Son départ serait prématuré, assurent pourtant les observateurs, à l'instar de Hervé Thery, directeur de recherches au CNRS-Creda et professeur invité à l'université de São Paulo. L'histoire le prouve : le ministre du Tourisme, Marcelo Álvaro Antônio, embourbé dans un scandale de corruption depuis plusieurs semaines est, lui, toujours en poste.

"Moro, un juge partial qui voulait la peau de Lula"

En revanche, "cela met un coup d'arrêt à sa nomination à la Cour suprême", estime Armelle Enders, historienne du Brésil contemporain et professeure à l'université Paris 8. La nomination promise par Jair Bolsonaro d'ici à l'année prochaine ne serait, selon elle, "pas validée par le Sénat".

Cette affaire "a fragilisé Sergio Moro", affirment les spécialistes du Brésil. "La publication de ces échanges ne fait que confirmer ce que les avocats de Lula affirmaient depuis le début : Moro est un juge partial qui voulait la peau de Lula", ajoute Armelle Enders. Les messages publiés mettent au jour la vive opposition de plusieurs procureurs à l'encontre du Parti des travailleurs, la formation de Lula, et leur détermination à empêcher le retour de son champion, lors de la dernière élection présidentielle.

Les Brésiliens divisés

Ce nouveau scandale a aussi exacerbé la polarisation au sein d'une population brésilienne déjà fortement divisée au moment de la présidentielle de 2018. "Si les détracteurs du juge Moro sont confortés dans leurs positions, ses adorateurs restent, eux, impassibles", commente l'historienne Armelle Enders.

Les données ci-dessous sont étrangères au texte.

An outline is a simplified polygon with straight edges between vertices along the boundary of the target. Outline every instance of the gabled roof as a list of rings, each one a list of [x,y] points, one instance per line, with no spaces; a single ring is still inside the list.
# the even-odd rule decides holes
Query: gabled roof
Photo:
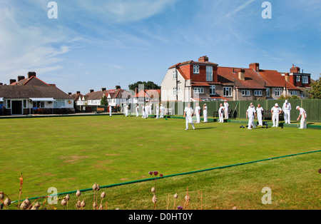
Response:
[[[36,76],[22,79],[19,81],[11,83],[10,86],[49,86],[50,85],[46,83]]]
[[[0,86],[0,96],[5,98],[73,98],[56,86]]]
[[[284,76],[277,71],[260,69],[260,75],[266,81],[267,87],[285,87],[287,89],[298,90],[291,83],[285,81]]]
[[[245,80],[238,78],[238,72],[243,69]],[[252,68],[218,67],[218,81],[223,86],[235,86],[244,89],[265,89],[265,80]]]
[[[170,66],[168,69],[170,68],[174,68],[175,67],[179,67],[179,66],[185,66],[187,64],[193,64],[193,65],[211,65],[211,66],[218,66],[218,64],[215,63],[213,63],[213,62],[202,62],[202,61],[194,61],[193,60],[190,61],[185,61],[185,62],[181,62],[181,63],[176,63],[175,65]]]
[[[160,89],[141,90],[135,95],[135,97],[152,98],[152,96],[158,96],[158,97],[160,97]]]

Décrit par ses pairs comme un magistrat compétent et déterminé, le juge a aussi été critiqué pour son recours récurrent à la détention provisoire et aux accords avec des inculpés pour obtenir leurs confessions. "C'est aussi un ministre peu soucieux du droit qui offre l'impunité aux forces de l'ordre qui commentent des homicides", ajoute la spécialiste du Brésil.

Son ambition qui l'a poussé a accepter le poste de ministre début 2019 avait déjà altéré sa popularité. "En devenant ministre, le juge anticorruption s'est mis en porte-à-faux", précise le chercheur Hervé Thery.

"Rien d'important dans ces messages"

En début de semaine, le magistrat n'a pas démenti le fond des accusations mais a plutôt cherché à les minimiser. "Je n'ai rien vu d'important dans ces messages, s'est-il défendu lundi. Les juges parlent aux procureurs, les juges parlent aux avocats, les juges parlent à la police. C'est normal." Le ministre a en revanche attaqué le site d'investigation pour avoir révélé des contenus privés. "Ce qui s'est passé, est une violation criminelle de téléphones portables appartenant à des procureurs. Il s'agit selon moi d'un incident très sérieux", a-t-il ajouté.

Pour l'heure, le ministre Sergio Moro se veut combatif. Mais le cofondateur de The Intercept, le journaliste Glenn Greenwald, a prévenu : d'autres documents accablants seront bientôt publiés.